Une énorme puissance militaire, mais sans armée

L'Otan ne dispose d'aucune armée en propre, à l'exception d'une flotte d'avions de reconnaissance AWACS et de quelques drones. Elle s'appuie sur les forces armées de ses membres, sauf l'Islande qui n'en a aucune.

Avec ces troupes (terrestres, navales et aériennes), l'Alliance protège et surveille le flan Est de l'Europe. Pour faire face aux menaces de la Russie et au risque d'une défaite de l'Ukraine, un exercice militaire d'une ampleur inédite a été lancé en janvier dernier. "Steadfast Defender 2024" ("Défenseur inébranlable") implique 90.000 soldats, 50 navires de guerre, 80 aéronefs et plus d'un millier de véhicules terrestres de 31 pays. Le dernier exercice d'une dimension comparable a été "Reforger" en 1988 en pleine guerre froide entre l'Union soviétique et l'Alliance atlantique.

Outre ces forces armées, l'Otan a pu compter pendant plusieurs années sur une armée secrète, les "stay behind" (ceux qui restent derrière), des réseaux clandestins coordonnés par l'Otan au début de la guerre froide. Ces réseaux étaient censés être activés en cas d'attaque soviétique.

Un jeu de cartes pour connaître l'armement

L'Otan organise régulièrement des exercices militaires qui mobilisent des quantités d'armes souvent très différentes. Elle a donc créé un jeu de 54 cartes pour aider ses militaires à s'y retrouver.

"L’idée est d’aider les troupes à reconnaître les équipements Ota, utilisés par des pays non-membres de l’Organisation, de manière à pouvoir les distinguer de ceux de l’ennemi et à éviter les tirs fratricides", explique l'Alliance sur son site.
Les 54 cartes représentent autant de systèmes d'armes utilisés par l'Alliance.
Les 54 cartes représentent autant de systèmes d'armes utilisés par l'Alliance. © Otan

Les 54 cartes représentent autant de systèmes d'armement utilisés par l'Alliance. Le jeu est censé aussi "aider les troupes ukrainiennes à identifier" certaines des armes qu'elles reçoivent. Le deux de cœur a été attribué au canon Caesar. Les quatre as désignent des systèmes d'armement américains: MaxxPro MRAP (carreau), M1151 HMMWV (cœur), M113 APC (pique) et M-270 MLRS (trèfle).

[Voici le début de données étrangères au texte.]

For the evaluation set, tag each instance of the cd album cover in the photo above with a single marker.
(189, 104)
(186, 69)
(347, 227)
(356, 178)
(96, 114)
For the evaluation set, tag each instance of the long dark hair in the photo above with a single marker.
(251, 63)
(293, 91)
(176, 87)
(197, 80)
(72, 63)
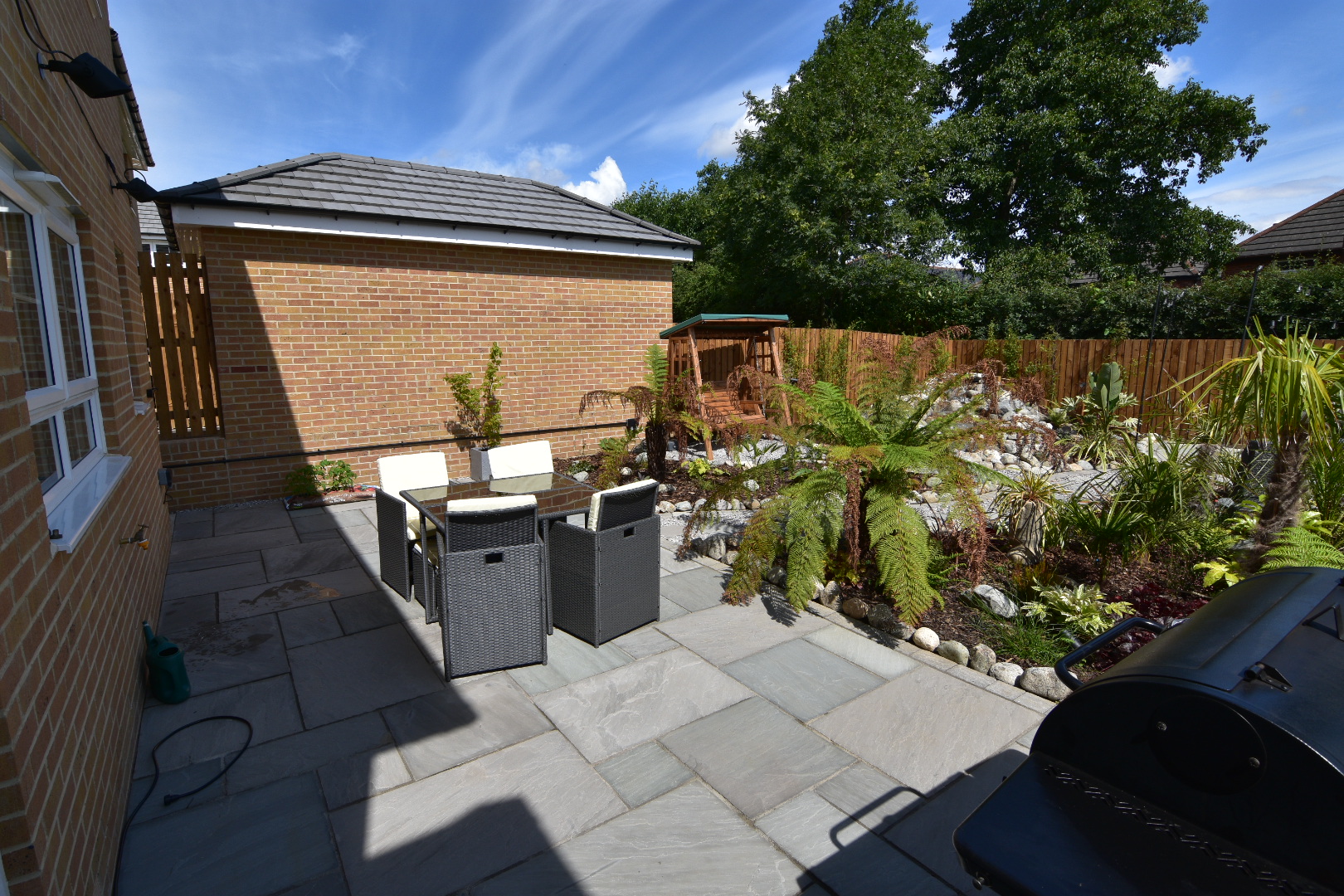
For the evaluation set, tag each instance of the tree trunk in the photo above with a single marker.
(1283, 499)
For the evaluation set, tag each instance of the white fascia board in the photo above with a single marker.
(420, 231)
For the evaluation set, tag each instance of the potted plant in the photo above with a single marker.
(479, 416)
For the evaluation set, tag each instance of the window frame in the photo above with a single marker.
(50, 402)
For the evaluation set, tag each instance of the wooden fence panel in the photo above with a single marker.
(180, 344)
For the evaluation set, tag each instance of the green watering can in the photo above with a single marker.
(167, 668)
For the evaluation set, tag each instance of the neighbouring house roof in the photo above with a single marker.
(405, 191)
(1316, 229)
(726, 321)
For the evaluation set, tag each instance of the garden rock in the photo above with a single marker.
(1043, 683)
(955, 650)
(855, 607)
(983, 657)
(925, 638)
(1006, 672)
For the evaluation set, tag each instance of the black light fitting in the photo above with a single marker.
(90, 75)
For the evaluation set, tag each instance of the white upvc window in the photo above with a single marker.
(56, 345)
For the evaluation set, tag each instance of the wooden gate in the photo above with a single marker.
(182, 353)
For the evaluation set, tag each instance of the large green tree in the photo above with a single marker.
(1062, 139)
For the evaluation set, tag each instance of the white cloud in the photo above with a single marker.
(1174, 71)
(606, 184)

Sur chacune des cartes figurent le nom d'un équipement, son armement principal, le pays de fabrication et les pays qui en ont fait l'acquisition. Le jeu de cartes est disponible en ligne pour pouvoir être librement imprimé. Les soldats s’en servent bien sur comme aide-mémoire, mais aussi, "pour jouer au solitaire, à la dame de pique ou encore au poker", indique l'Otan.